THE New York Stock Exchange is set to change its antiquated “timely alert policy” to allow listed companies to use their websites to distribute news as permitted under the Securities and Exchange Commission’s (SEC) new guidance for Regulation FD.
As I wrote a year ago, the exchange’s current policy requires listed companies to send their news releases via fax or email to several news organizations, including Bloomberg, Reuters, and Dow Jones. Section 202.06 (C) of the Listed Company Manual also says that firms are “encouraged” to send their news to the Associated Press, United Press International, and to “newspapers in New York City and in cities where the company is headquartered or has plants or other major facilities.”
There is currently no requirement to use a paid PR wire service.
However, in its annual corporate governance letter to issuers (PDF 8 pages, 100KB) NYSE Regulation now says it is considering a change to “harmonize” its rules with those of the SEC by allowing companies to use “any Reg FD-compliant method of disclosure.”
Under the SEC’s corporate website guidance, that would open the way for some NYSE-listed companies that have high profiles and heavily used IR websites to use their websites as standalone sources of disclosure.

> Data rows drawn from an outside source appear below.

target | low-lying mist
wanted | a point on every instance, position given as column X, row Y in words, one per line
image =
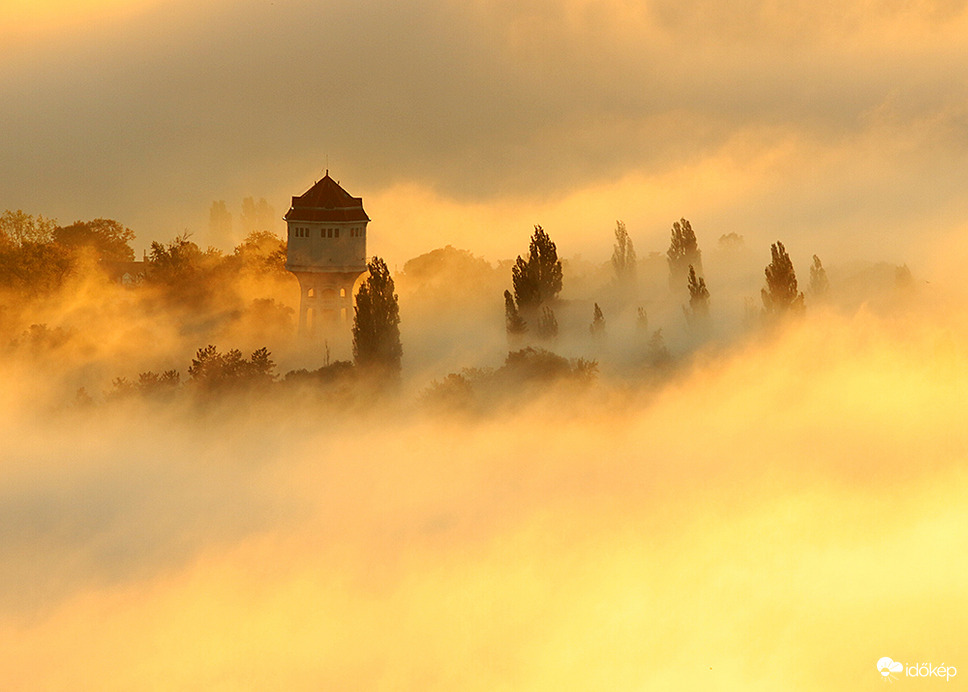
column 769, row 507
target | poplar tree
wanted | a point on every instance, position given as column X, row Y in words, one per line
column 376, row 324
column 683, row 251
column 780, row 295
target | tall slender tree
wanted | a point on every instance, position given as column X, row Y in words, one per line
column 698, row 312
column 818, row 279
column 376, row 325
column 597, row 327
column 537, row 280
column 623, row 258
column 683, row 251
column 781, row 295
column 515, row 324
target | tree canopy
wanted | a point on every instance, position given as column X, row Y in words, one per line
column 108, row 238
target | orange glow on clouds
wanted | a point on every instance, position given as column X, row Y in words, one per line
column 30, row 16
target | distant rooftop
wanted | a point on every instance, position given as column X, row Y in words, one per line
column 326, row 201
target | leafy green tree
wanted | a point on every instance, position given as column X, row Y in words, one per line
column 376, row 325
column 780, row 296
column 818, row 279
column 537, row 280
column 698, row 311
column 33, row 269
column 623, row 258
column 212, row 370
column 108, row 238
column 683, row 251
column 261, row 252
column 597, row 327
column 19, row 228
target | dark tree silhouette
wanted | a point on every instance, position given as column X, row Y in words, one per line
column 698, row 311
column 597, row 327
column 623, row 258
column 20, row 228
column 683, row 251
column 537, row 280
column 212, row 370
column 516, row 326
column 818, row 279
column 780, row 295
column 376, row 325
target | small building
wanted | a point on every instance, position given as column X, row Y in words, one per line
column 326, row 252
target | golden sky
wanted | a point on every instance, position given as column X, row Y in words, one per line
column 839, row 127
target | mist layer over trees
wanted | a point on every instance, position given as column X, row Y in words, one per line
column 684, row 471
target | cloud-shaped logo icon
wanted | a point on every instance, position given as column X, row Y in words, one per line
column 886, row 666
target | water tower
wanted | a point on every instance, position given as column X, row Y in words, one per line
column 327, row 253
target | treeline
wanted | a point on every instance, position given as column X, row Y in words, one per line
column 37, row 256
column 530, row 306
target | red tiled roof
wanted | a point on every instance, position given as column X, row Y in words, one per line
column 326, row 201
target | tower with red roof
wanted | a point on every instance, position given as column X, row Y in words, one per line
column 326, row 252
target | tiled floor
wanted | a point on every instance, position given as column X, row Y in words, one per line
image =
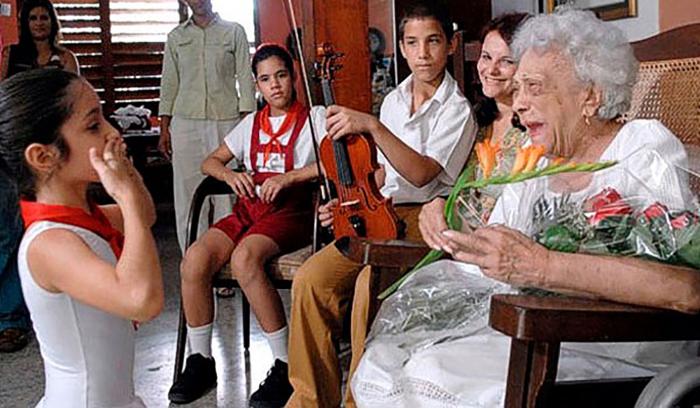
column 22, row 377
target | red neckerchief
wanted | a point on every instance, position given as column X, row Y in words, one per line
column 264, row 123
column 95, row 222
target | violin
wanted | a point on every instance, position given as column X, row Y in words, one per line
column 350, row 164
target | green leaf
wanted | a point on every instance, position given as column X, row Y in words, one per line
column 466, row 180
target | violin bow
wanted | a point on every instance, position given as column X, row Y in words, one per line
column 324, row 185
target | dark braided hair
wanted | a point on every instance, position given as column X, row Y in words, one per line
column 34, row 105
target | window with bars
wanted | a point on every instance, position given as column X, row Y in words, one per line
column 119, row 44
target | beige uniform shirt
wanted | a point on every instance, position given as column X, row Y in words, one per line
column 201, row 67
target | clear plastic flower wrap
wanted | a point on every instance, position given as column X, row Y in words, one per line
column 443, row 300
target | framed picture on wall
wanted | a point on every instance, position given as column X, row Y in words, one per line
column 604, row 9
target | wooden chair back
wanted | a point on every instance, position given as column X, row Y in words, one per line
column 280, row 269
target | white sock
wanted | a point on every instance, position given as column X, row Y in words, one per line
column 278, row 343
column 200, row 339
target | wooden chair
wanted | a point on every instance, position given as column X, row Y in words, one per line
column 280, row 269
column 668, row 90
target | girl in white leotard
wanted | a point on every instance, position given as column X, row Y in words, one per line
column 88, row 272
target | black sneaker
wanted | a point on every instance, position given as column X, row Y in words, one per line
column 275, row 390
column 198, row 378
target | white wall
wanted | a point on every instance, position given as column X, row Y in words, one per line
column 644, row 25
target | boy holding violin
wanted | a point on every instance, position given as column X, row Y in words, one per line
column 424, row 134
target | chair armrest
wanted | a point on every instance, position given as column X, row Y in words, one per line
column 558, row 319
column 382, row 253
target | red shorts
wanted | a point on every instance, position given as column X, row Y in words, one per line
column 289, row 223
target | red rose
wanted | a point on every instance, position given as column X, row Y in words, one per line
column 605, row 204
column 607, row 196
column 655, row 210
column 684, row 220
column 619, row 207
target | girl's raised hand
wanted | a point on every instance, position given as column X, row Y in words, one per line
column 241, row 183
column 116, row 172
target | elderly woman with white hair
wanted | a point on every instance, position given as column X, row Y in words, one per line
column 431, row 344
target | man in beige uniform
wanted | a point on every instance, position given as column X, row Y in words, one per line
column 425, row 133
column 199, row 104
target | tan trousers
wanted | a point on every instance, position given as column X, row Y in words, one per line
column 323, row 288
column 192, row 141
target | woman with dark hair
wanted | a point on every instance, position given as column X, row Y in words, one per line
column 273, row 214
column 497, row 121
column 39, row 42
column 431, row 344
column 87, row 271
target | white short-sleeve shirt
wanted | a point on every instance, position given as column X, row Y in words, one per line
column 239, row 139
column 442, row 129
column 651, row 163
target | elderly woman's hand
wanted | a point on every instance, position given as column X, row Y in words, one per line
column 502, row 254
column 431, row 223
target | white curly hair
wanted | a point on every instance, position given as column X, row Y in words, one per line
column 599, row 51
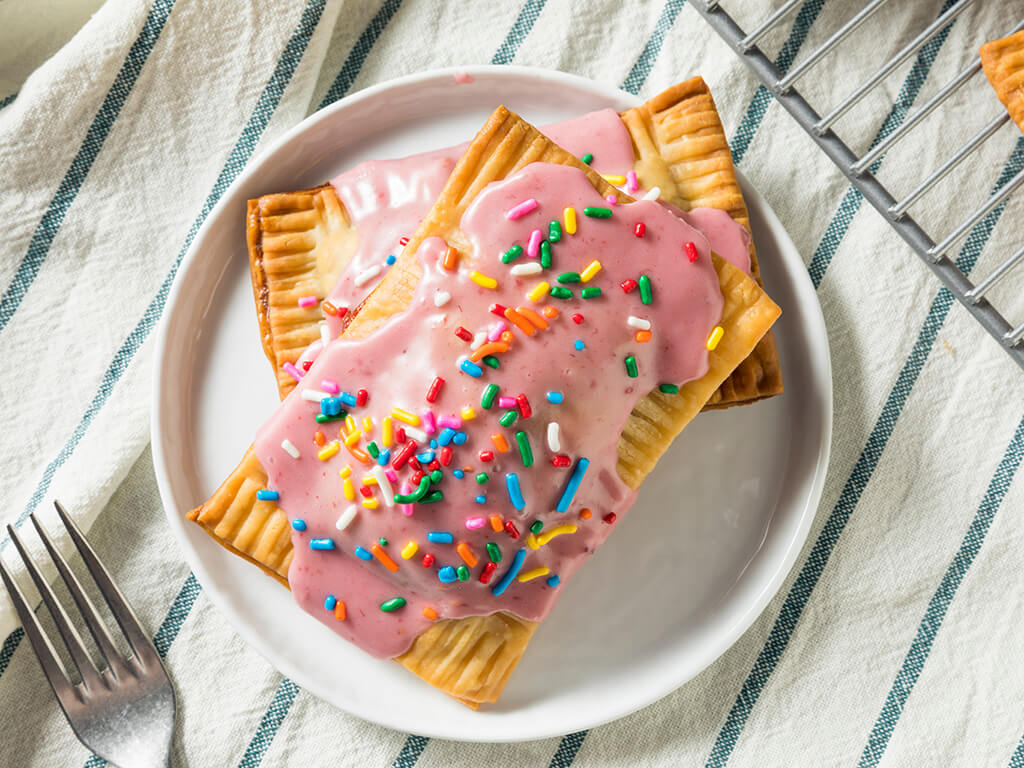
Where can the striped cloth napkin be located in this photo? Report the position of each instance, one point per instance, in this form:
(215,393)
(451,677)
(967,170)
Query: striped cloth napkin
(896,640)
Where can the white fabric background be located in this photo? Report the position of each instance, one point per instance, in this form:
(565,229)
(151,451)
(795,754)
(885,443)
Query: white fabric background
(909,590)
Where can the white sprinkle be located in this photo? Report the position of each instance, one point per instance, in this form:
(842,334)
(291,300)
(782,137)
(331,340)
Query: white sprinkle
(346,517)
(638,323)
(553,442)
(384,483)
(367,274)
(530,267)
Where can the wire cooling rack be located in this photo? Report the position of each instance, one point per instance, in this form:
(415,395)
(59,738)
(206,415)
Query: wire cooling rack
(860,169)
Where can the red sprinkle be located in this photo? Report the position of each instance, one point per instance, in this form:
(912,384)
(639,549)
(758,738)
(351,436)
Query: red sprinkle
(486,572)
(434,388)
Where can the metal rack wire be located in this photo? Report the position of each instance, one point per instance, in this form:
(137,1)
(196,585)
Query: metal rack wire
(859,169)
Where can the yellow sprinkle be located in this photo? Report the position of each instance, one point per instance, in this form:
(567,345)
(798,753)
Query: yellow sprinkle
(483,281)
(539,292)
(569,215)
(547,536)
(409,550)
(716,336)
(592,268)
(328,451)
(534,573)
(402,415)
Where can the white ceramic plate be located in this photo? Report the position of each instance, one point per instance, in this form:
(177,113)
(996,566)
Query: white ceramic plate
(715,530)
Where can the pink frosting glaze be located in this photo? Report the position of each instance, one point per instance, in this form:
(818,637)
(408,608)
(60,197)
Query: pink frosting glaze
(397,364)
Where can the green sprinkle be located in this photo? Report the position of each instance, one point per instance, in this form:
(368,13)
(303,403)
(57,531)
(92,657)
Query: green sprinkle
(494,552)
(524,450)
(487,399)
(645,294)
(554,230)
(631,367)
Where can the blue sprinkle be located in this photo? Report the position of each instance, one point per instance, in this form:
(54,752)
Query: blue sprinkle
(472,369)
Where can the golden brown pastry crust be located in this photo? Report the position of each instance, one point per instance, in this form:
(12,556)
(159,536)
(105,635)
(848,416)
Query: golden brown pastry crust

Many other companies will be able to use their websites in combination with other disclosure methods, such a notice-and-access news releases or notices of upcoming disclosures filed with the SEC.
By changing its policy, NYSE Regulation is following the lead of its rival NASDAQ, which currently recognizes any method permitted by the SEC. There is no indication of when the NYSE policy change will be submitted to the SEC for approval.
Business Wire says “no” to clients, but Berkshire Hathaway can
However, even with this change companies are finding that they are being thwarted in their efforts to cut costs and build their websites’ “recognized channel” status by using news releases that link to the full-text information on their websites.
I continue to hear from companies and investor relations firms that Business Wire is refusing to distribute anything other than full-text earnings releases, which can easily cost companies 10 times more than a notice-only release.
This is happening even though Berkshire Hathaway, which owns Business Wire, uses a summary-and-link method for its own earnings releases.
PR wires not simultaneous, website posting fairer
Another issue for companies to consider is that using PR wire services to send out full-text releases creates an unlevel playing field because the services cannot ensure simultaneous delivery to all investors – despite what they have been claiming for years in their marketing materials and, in Business Wire’s case, written representations the SEC (PDF 55KB).
I have previously argued that this means most companies are not complying with Reg FD by using PR wire services alone. The solution I have proposed, which has been supported by the CFA Institute in a letter to the SEC, is for companies to synchronize the posting of their earnings releases on their websites with the time that their releases are distributed via a paid PR wire service.
Companies should be providing the exact time they intend to publish their earnings releases in the notices they currently issue in advance of their earnings calls. This will enable investors to go to companies’ websites at the stipulated time to obtain the information. Currently, most companies do not provide a specific release time. Most indicate only that the release will occur before or after normal trading hours.
However, if you are going to synchronize web postings with PR wire service releases, then you might as well use the PR wire services to distribute notice-and-access releases. Doing so ensures that all investors who are interested in your information will come to your website.
That, in turn, will for the first time give you an accurate measure of investor interest in your company’s news. It also is a step towards conditioning investors to rely on your corporate website as a standalone source of disclosure.
(Thanks to Dave Lynn for pointing out the NYSE letter on TheCorporateCounsel.net earlier this week.)